A central component of the programme is causal reasoning. Learners are introduced to directed acyclic graphs (DAGs) as a formal language for representing causal structure. These are used to reason about confounding, mediation, and selection effects, and to distinguish between correlation and causation in a precise and operational way. The use of DAGs is essential for designing statistical investigations, particularly where intervention or decision-making is involved.

Building on this foundation, the programme progresses to more expressive model classes. Learners work with generalised linear models and hierarchical (multilevel) models, examining how partial pooling improves estimation and how structure reflects real-world dependencies. Computational methods for approximating posterior distributions are introduced as necessary tools for working with complex models.

Computation is used as a means of thinking. Learners construct synthetic data, perform prior and posterior predictive checks, and use these techniques to diagnose model behaviour and assess adequacy. Modelling is treated as an iterative process of proposal, evaluation, and refinement.

By the end of the programme, learners are able to formulate, implement, and evaluate probabilistic models, reason explicitly about causation, and apply statistical methods in a disciplined and transparent manner.

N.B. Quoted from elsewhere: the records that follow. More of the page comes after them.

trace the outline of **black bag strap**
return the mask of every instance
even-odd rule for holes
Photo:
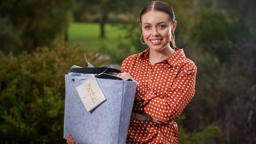
[[[122,72],[121,71],[116,69],[108,67],[72,68],[69,70],[67,73],[70,72],[84,74],[99,74],[102,73],[96,76],[95,77],[102,79],[122,80],[121,78],[109,74],[112,74],[111,73],[112,72],[121,73]]]
[[[122,72],[116,69],[109,68],[70,68],[68,73],[70,72],[85,74],[98,74],[103,72],[104,73],[110,72],[120,73]]]

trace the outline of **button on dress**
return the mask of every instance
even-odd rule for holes
[[[195,93],[197,67],[182,49],[152,65],[150,48],[127,57],[121,71],[128,73],[137,85],[132,111],[147,114],[168,123],[177,119]],[[158,124],[131,118],[126,144],[178,144],[178,126]]]

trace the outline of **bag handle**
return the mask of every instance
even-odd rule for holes
[[[104,72],[104,71],[105,72]],[[70,68],[67,73],[70,72],[84,74],[98,74],[102,73],[108,73],[109,72],[120,73],[122,72],[116,69],[109,68]]]

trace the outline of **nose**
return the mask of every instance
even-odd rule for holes
[[[156,28],[154,28],[152,29],[152,31],[151,33],[151,35],[152,36],[156,36],[159,35],[158,33],[158,30]]]

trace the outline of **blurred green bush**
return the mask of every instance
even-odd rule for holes
[[[66,142],[64,75],[86,66],[84,52],[65,44],[17,56],[0,51],[0,143]],[[106,63],[105,55],[85,53],[95,66]]]

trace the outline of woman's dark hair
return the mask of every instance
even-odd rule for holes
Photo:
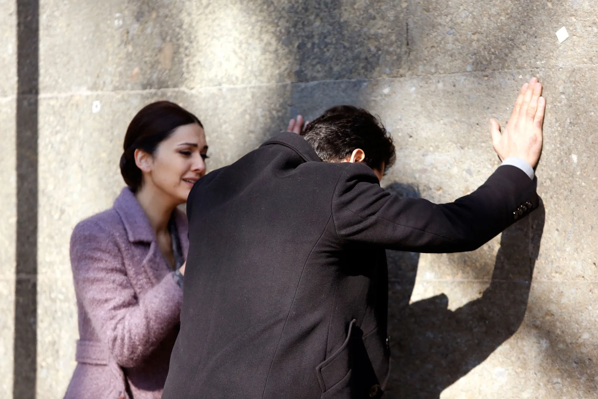
[[[325,162],[338,162],[356,148],[365,153],[365,165],[388,169],[395,163],[395,145],[380,118],[352,105],[329,108],[301,133]]]
[[[143,150],[153,155],[160,142],[179,126],[197,123],[197,117],[170,101],[158,101],[146,105],[135,116],[127,129],[120,157],[120,173],[133,192],[141,185],[141,169],[135,164],[135,150]]]

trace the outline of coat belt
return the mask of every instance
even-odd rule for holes
[[[109,358],[110,352],[105,343],[83,340],[77,342],[75,360],[80,363],[106,366]]]

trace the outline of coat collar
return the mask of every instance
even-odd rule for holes
[[[318,154],[316,154],[313,147],[306,141],[303,136],[300,136],[296,133],[289,133],[288,132],[280,132],[267,141],[260,147],[272,144],[284,145],[291,148],[297,153],[306,162],[309,161],[320,162],[322,161],[320,157],[318,156]]]
[[[121,191],[114,201],[114,209],[124,224],[127,237],[130,242],[152,242],[155,240],[155,235],[145,211],[141,208],[135,194],[130,188],[125,187]],[[186,256],[189,246],[187,241],[188,227],[187,216],[178,209],[175,209],[173,213],[183,253]]]

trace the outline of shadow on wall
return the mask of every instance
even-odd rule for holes
[[[417,190],[396,183],[405,196]],[[490,286],[454,311],[440,294],[408,304],[419,255],[389,251],[389,330],[392,342],[389,398],[437,399],[518,330],[526,313],[540,248],[545,211],[538,209],[502,233]]]

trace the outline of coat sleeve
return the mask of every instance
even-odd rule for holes
[[[337,233],[348,242],[420,252],[472,251],[516,221],[514,212],[521,205],[523,216],[539,203],[535,182],[510,165],[499,167],[471,194],[444,204],[391,194],[365,165],[344,168],[331,211]]]
[[[179,322],[182,290],[169,273],[138,298],[114,234],[89,221],[71,239],[75,290],[117,363],[137,366]]]

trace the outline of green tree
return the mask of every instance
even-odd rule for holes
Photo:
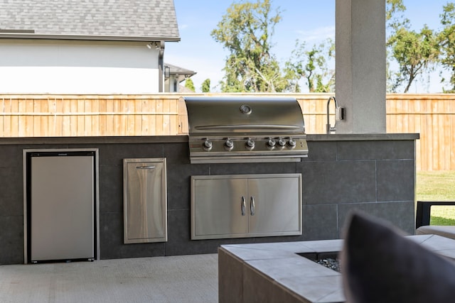
[[[271,38],[281,20],[270,0],[233,3],[210,33],[229,50],[223,92],[282,92],[288,82],[271,53]]]
[[[436,62],[439,48],[433,31],[426,25],[417,33],[402,26],[388,39],[392,56],[397,60],[399,72],[395,74],[394,87],[404,84],[408,92],[412,82]]]
[[[449,82],[450,89],[444,92],[455,92],[455,4],[448,3],[443,7],[441,23],[444,26],[439,33],[438,42],[441,49],[439,62],[442,67],[451,72]],[[444,82],[445,79],[442,79]]]
[[[426,25],[419,32],[410,30],[409,19],[403,16],[406,6],[402,0],[387,0],[387,90],[396,92],[402,85],[404,93],[419,75],[428,72],[439,54],[437,35]],[[390,70],[390,61],[396,61],[398,71]]]
[[[335,71],[330,70],[328,60],[335,59],[335,43],[331,39],[307,50],[305,43],[296,41],[291,57],[286,62],[289,90],[297,92],[297,84],[304,78],[310,92],[330,92],[335,89]],[[294,88],[294,89],[292,89]]]
[[[201,87],[202,92],[210,92],[210,79],[205,79],[203,82],[202,82]]]
[[[185,87],[186,87],[191,92],[196,92],[196,89],[194,88],[194,83],[190,78],[188,78],[186,80],[185,80]]]

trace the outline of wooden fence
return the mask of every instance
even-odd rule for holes
[[[330,94],[285,96],[299,100],[307,133],[325,133]],[[188,133],[188,123],[179,97],[178,94],[1,95],[0,137],[183,135]],[[332,125],[333,119],[332,115]],[[455,94],[388,94],[387,131],[420,133],[416,143],[417,170],[455,170]]]

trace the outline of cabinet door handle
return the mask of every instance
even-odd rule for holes
[[[252,216],[255,215],[255,197],[251,196],[251,202],[250,203],[250,211]]]

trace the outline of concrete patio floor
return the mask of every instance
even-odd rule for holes
[[[218,255],[0,266],[0,302],[218,301]]]

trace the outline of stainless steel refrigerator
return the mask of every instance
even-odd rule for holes
[[[29,261],[95,258],[95,153],[28,155]]]

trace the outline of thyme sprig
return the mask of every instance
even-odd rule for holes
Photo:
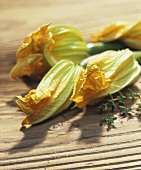
[[[114,125],[114,121],[116,120],[117,118],[116,117],[112,117],[110,116],[110,114],[107,114],[105,116],[105,118],[102,118],[101,121],[100,121],[100,126],[102,126],[103,124],[107,124],[108,127],[115,127]]]
[[[118,92],[118,95],[116,97],[113,97],[113,95],[108,94],[109,99],[99,103],[98,109],[100,109],[100,114],[102,114],[105,110],[108,110],[108,108],[111,109],[111,112],[113,113],[115,111],[116,106],[118,106],[119,113],[121,117],[126,117],[128,115],[131,115],[131,111],[135,108],[126,107],[125,100],[131,99],[133,102],[137,98],[141,98],[141,94],[133,92],[133,90],[128,88],[129,93],[123,94],[122,92]],[[141,111],[141,103],[137,103],[136,111]],[[116,120],[116,117],[110,116],[108,113],[104,118],[101,119],[100,125],[107,124],[108,127],[114,127],[114,121]]]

This programme provides an advanced study of nonlinear systems, focusing on the behaviour of complex, dynamic processes that cannot be adequately understood through linear models. It addresses the limitations of approaches that assume stability and proportionality, and instead examines systems characterised by feedback, interaction, and emergence.

The programme begins with the foundations of dynamical systems. Learners study differential equations, equilibrium states, and stability, before progressing to phase space analysis as a primary tool for understanding system behaviour. Systems are analysed both geometrically and analytically, with attention given to trajectories and long-term dynamics.

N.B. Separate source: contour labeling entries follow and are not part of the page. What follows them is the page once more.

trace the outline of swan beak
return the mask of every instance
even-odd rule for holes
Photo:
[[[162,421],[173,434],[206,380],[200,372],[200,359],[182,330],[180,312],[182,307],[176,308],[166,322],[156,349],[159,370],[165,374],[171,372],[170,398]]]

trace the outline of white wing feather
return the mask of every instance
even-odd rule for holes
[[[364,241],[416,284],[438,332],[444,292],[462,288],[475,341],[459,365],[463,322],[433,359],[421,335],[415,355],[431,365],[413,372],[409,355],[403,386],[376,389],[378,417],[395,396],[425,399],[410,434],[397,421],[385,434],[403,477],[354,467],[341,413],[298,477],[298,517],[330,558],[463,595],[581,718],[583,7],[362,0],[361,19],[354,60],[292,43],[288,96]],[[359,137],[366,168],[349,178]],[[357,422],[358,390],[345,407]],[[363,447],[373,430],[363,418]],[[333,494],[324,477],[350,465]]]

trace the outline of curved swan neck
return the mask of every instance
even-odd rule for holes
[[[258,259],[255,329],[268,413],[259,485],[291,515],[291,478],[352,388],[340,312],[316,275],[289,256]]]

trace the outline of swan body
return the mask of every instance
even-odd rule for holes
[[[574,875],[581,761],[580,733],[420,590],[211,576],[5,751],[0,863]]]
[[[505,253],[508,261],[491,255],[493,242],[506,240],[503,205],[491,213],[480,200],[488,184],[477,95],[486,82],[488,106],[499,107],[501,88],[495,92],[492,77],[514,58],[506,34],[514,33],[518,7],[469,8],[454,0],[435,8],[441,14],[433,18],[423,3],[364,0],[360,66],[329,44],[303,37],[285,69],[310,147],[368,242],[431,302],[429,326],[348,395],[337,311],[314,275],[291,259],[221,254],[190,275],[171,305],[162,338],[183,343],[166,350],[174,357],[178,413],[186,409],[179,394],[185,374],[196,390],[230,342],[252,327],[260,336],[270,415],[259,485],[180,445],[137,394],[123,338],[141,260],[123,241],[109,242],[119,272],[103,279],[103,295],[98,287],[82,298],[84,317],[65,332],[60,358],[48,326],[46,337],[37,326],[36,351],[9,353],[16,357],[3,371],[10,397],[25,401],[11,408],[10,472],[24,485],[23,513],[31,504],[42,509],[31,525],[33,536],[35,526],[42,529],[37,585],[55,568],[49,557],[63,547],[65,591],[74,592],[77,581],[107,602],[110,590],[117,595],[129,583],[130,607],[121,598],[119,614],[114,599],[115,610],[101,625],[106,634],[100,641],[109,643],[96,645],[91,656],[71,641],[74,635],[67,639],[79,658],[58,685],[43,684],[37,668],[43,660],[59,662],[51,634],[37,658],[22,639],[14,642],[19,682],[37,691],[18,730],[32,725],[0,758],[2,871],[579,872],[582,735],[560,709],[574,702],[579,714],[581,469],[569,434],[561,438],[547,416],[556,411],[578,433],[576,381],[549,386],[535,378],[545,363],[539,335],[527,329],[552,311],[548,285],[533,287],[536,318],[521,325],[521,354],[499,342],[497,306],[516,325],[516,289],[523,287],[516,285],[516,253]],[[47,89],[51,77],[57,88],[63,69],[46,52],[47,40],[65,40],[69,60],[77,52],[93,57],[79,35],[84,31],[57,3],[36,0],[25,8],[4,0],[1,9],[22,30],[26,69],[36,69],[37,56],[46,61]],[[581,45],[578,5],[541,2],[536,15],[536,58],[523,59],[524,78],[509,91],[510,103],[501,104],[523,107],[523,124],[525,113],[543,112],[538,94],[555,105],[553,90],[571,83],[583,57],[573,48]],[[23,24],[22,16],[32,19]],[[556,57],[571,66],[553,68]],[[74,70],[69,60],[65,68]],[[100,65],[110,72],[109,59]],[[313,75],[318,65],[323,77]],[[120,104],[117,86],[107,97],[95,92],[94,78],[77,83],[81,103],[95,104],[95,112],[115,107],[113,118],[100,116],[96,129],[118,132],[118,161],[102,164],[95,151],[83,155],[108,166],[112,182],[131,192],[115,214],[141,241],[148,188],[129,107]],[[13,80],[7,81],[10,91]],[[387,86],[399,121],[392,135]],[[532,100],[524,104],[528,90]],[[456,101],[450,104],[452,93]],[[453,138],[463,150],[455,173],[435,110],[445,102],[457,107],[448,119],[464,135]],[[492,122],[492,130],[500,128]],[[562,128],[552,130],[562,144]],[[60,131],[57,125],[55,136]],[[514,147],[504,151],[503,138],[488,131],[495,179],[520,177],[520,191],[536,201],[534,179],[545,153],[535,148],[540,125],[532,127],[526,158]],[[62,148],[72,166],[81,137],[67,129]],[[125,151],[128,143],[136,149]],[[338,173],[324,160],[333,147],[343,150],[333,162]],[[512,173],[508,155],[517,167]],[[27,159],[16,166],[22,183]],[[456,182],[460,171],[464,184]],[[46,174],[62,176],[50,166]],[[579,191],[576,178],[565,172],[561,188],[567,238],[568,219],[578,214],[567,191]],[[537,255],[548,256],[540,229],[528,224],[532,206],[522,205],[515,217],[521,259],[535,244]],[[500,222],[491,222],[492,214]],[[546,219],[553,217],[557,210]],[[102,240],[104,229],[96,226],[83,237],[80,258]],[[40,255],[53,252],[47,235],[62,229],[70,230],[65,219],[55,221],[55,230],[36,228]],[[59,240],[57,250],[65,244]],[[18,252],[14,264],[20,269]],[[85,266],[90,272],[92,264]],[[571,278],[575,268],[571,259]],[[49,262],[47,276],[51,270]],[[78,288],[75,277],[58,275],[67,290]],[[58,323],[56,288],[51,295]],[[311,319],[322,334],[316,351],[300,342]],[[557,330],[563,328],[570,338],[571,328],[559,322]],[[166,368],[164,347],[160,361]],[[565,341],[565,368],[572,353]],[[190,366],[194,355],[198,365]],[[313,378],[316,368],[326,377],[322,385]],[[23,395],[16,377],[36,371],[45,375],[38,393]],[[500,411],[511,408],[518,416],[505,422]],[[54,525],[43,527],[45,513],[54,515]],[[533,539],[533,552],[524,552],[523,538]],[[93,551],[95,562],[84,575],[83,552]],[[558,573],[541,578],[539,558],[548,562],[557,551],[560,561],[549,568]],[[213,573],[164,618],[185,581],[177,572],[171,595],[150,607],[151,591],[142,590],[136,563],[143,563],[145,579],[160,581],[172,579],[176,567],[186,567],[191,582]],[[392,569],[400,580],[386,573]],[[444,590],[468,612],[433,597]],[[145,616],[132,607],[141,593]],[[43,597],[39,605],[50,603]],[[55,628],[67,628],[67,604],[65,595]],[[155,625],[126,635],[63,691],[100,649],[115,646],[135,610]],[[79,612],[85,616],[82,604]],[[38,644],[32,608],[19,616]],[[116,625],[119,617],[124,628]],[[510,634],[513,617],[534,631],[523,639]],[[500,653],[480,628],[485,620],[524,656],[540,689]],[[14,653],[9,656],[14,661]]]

From this basis, the programme introduces bifurcation theory: how small changes in parameters can lead to qualitative shifts in system behaviour. Learners examine transitions between regimes and develop the ability to recognise these patterns in applied settings. A central concept is extreme sensitivity to initial conditions, where small differences at the outset can lead to radically different outcomes, limiting predictability even in deterministic systems.

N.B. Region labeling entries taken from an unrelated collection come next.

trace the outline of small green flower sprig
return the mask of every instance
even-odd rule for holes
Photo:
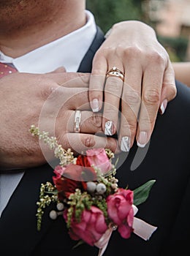
[[[71,148],[67,150],[62,148],[61,145],[58,143],[56,137],[49,137],[48,132],[40,132],[38,127],[32,124],[29,132],[33,136],[37,136],[39,140],[43,140],[45,144],[48,144],[50,149],[54,149],[54,154],[56,158],[60,160],[59,165],[64,166],[70,163],[75,163],[75,158],[73,156],[73,152]]]
[[[51,203],[57,202],[57,200],[58,197],[56,187],[48,181],[45,184],[42,184],[40,187],[39,200],[37,202],[38,208],[36,216],[37,217],[37,230],[39,231],[41,229],[42,219],[44,214],[43,209]]]

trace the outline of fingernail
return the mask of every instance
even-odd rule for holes
[[[140,132],[137,140],[137,146],[140,148],[144,148],[147,143],[148,135],[146,132]]]
[[[165,110],[167,108],[167,100],[165,99],[163,100],[163,102],[160,106],[160,113],[162,115],[163,115],[164,113],[165,112]]]
[[[131,139],[128,136],[123,136],[121,139],[121,151],[129,152],[131,146]]]
[[[112,121],[107,121],[105,123],[105,127],[104,127],[105,135],[113,135],[113,124]]]
[[[91,108],[93,112],[99,111],[99,100],[98,99],[94,99],[91,102]]]

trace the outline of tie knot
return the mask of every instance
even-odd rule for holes
[[[4,75],[10,75],[17,72],[17,69],[4,63],[0,62],[0,78]]]

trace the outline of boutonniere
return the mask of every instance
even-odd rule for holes
[[[48,181],[40,187],[37,229],[39,230],[44,208],[56,203],[56,211],[50,212],[56,219],[61,216],[66,223],[76,246],[87,243],[99,249],[99,255],[105,251],[113,231],[117,230],[123,238],[134,233],[148,240],[156,227],[135,217],[137,206],[148,197],[155,180],[150,180],[134,190],[118,186],[114,154],[109,149],[92,148],[74,157],[70,150],[58,144],[56,138],[40,132],[32,125],[30,132],[42,139],[54,150],[60,160],[55,167],[53,183]]]

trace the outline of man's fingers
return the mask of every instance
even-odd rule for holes
[[[174,70],[170,62],[164,75],[159,108],[161,114],[164,113],[167,102],[173,99],[176,94],[177,89],[175,82]]]
[[[117,140],[84,133],[67,133],[60,137],[58,143],[66,148],[72,148],[75,154],[81,154],[89,148],[110,148],[117,153]]]
[[[93,112],[98,112],[102,107],[103,90],[107,69],[106,59],[96,53],[93,60],[89,81],[89,101]]]

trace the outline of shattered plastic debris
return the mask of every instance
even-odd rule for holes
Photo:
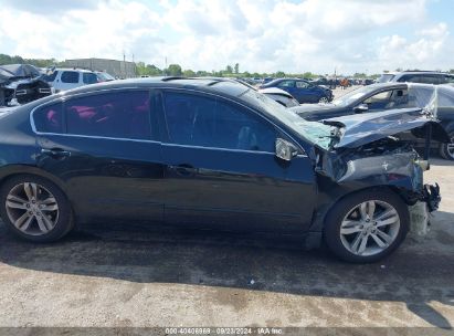
[[[429,232],[429,210],[427,203],[418,202],[409,207],[410,231],[416,237],[424,237]]]

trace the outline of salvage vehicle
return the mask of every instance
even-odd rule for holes
[[[0,106],[27,104],[52,93],[51,86],[33,65],[0,65]]]
[[[299,78],[278,78],[258,86],[258,88],[277,87],[288,92],[300,104],[328,103],[332,101],[332,91],[325,86],[314,85]]]
[[[381,83],[360,87],[330,104],[310,104],[293,108],[306,120],[324,120],[353,114],[377,113],[397,108],[431,111],[450,136],[451,141],[432,141],[433,149],[454,160],[454,87],[415,83]],[[419,141],[422,146],[425,143]],[[420,146],[420,147],[421,147]]]
[[[427,162],[397,137],[446,137],[418,112],[327,125],[223,78],[83,86],[0,114],[0,214],[32,242],[144,221],[325,241],[374,262],[404,240],[409,207],[440,202]]]

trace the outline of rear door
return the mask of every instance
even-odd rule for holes
[[[302,232],[316,200],[303,153],[275,157],[279,134],[252,111],[215,96],[167,91],[162,144],[168,223],[237,231]]]
[[[163,165],[148,91],[81,95],[33,112],[39,168],[82,219],[160,221]]]

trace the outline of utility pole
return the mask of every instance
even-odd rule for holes
[[[126,54],[125,54],[125,50],[123,50],[123,77],[126,78]]]

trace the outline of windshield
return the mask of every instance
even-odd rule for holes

The programme also explores mechanisms such as feedback loops, self-reinforcement, and network effects. Learners analyse how interactions between components can amplify signals, create lock-in, and generate cascading behaviour across systems. These ideas are essential for understanding real-world phenomena in which outcomes emerge from interconnected processes rather than isolated variables.

Chaos is introduced as a structured form of apparent randomness. Learners study systems that exhibit irregular behaviour and use concepts such as attractors and phase portraits to identify underlying order. Computation and visualisation play a central role, with learners constructing and exploring systems through simulation and numerical methods.

By the end of the programme, learners are able to analyse nonlinear systems, identify regimes of stability and instability, and reason about emergence, feedback, and unpredictability in complex environments.